Há uma espécie de mito que diz que a ciência
descobre coisas e, depois de descoberto, desnudado, assim permanecerá aos olhos
de todos. O pesquisador realizaria um desvelamento no sentido grego da palavra aletheia.
Afinal, pensam as pessoas, se algo é revisto é porque estava errado. Pois bem,
este conceito de errado X correto não se aplica à ciência em geral e, também, à
ciência História. A ideia de linearidade é humana, construção social e
histórica. A realidade é de outra esfera, uma esfera que acompanha o homem, mas
nunca será totalmente conhecida. O homem
vai desenvolvendo seu saber à medida que as ideologias permitem e as
tecnologias vão avançando. Por exemplo, a enorme exatidão que foi possível
quando foi desenvolvido a técnica que permite calcular a idade de materiais
orgânicos, pelo método de datação por carbono-14. Perceba-se quanta revisão
científica esta técnica tornou possível. Não sempre a identificação de erros, mas
revisões qualitativas. Revendo o período chamado de Renascimento, hoje podemos
observar como uma visão eurocêntrica orientou este conceito. Com o devido
cuidado para não cairmos em anacronismos, atualmente podemos observar que os
fenômenos humanos não são ocorrências lineares, nem se restringem somente a uma
região no planeta. O renascimento não foi somente europeu, nem ocorreu com
limites fixos. Suas características foram encontradas em vários países e em
períodos históricos anteriores. Os acontecimentos são multifacetados e multitemporais.
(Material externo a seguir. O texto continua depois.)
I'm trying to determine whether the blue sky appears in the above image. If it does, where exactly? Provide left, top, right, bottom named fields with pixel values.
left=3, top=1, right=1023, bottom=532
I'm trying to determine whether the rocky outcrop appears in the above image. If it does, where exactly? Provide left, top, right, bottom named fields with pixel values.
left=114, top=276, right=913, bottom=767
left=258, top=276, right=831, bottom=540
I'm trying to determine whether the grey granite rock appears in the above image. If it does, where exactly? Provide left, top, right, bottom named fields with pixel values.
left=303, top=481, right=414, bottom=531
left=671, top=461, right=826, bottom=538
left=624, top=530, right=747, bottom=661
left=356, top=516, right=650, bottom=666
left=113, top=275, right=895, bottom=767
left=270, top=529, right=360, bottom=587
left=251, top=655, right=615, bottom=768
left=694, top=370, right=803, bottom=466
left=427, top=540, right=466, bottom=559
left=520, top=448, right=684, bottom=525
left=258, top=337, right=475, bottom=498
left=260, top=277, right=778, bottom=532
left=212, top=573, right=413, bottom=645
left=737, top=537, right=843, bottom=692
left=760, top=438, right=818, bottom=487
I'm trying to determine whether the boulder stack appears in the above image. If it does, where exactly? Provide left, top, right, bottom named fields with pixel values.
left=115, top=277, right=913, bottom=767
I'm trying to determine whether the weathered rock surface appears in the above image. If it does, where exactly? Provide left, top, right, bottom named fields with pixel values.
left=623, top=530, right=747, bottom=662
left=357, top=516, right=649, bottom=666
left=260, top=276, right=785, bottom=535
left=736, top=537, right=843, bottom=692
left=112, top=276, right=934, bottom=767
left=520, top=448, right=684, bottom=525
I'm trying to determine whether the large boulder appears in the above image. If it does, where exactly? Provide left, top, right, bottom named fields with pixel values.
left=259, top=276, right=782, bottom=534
A evidente vantagem desta visão é que abrange as complexidades, evitando as
simplificações. Desta forma podemos compreender melhor as complexas relações
entre os eventos. Toda a ocorrência humana na sua existência temporal, tem o
antes - que o sustenta, tem seu derredor - por onde se espraia, e tem suas
imprevisíveis consequências. Portanto,
cabe ao historiador afastar-se das simplificações e jogar-se sem medo nas
complexidades.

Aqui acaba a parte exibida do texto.